PDC 2008: Day 3

October 30th, 2008

There was not too much to talk about for sessions I attened in day 3. I took a look at the replay of Anders Hejlsberg’s lecture regarding the future of C#, and I’d like to share some of my points:

  • Hejlsberg mentioned that the trends of programming language will be declarative, dynamic, and concurrent. For the world of web applications, it is true for the rise of declarative and dynamic languages. It makes sense for C# as the main language of .Net, but not neccessary for all programming languages. However, programming languages have so many varieties of applications and web is only one of them. We still should teach procedural programming languages in school, and provide students opportunities of learning functional, declarative, and dynamic languages.
  • Hardware industry hit bottleneck regarding to single core performance, and thus concurrent programming would be the answer for multi-core era. Current technologies had problems to deal with heap object concurrency automatically, which put languages featuring automatic memory management (e.g. Java and C#) in a disadvantageous position. As a result, one should be aware that C# might have higher development cost than C++ in the areana of concurrent programming.
  • I guessed Microsoft finally realized versioning hell in a hard way themselves. As a result, many efforts were put to deal with side-by-side and COM Interop issues in CLR, C#, and even Windows 7 OS loader.

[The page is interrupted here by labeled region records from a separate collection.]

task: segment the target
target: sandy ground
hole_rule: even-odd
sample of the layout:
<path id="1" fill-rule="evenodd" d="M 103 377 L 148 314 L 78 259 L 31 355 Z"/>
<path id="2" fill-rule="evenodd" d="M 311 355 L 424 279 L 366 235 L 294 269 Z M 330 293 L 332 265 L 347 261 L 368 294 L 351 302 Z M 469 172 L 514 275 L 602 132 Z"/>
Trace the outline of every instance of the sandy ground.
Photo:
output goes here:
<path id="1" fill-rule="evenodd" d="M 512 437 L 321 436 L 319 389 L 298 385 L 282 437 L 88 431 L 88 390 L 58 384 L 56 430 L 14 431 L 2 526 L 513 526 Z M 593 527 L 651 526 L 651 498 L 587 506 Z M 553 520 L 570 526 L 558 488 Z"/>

These efforts should be very effective against reducing the working set consumed by managed process and easing the flow of development and installation.
  • C# compiler will be rewritten in managed code and will be more transparent regarding to its internal handling. Besides of making dynamic programming possible, I saw some great potentials with it. Visual Studio team will provide many UML related functionality in 2010 version. It is possible to have a real modern 4GL combining the modeling tool in Visual Studio, C# compiler service, Oslo and Windows Workflow Foundation. I don’t think dynamic C# will replace Javascript due to compatibility issues among browsers.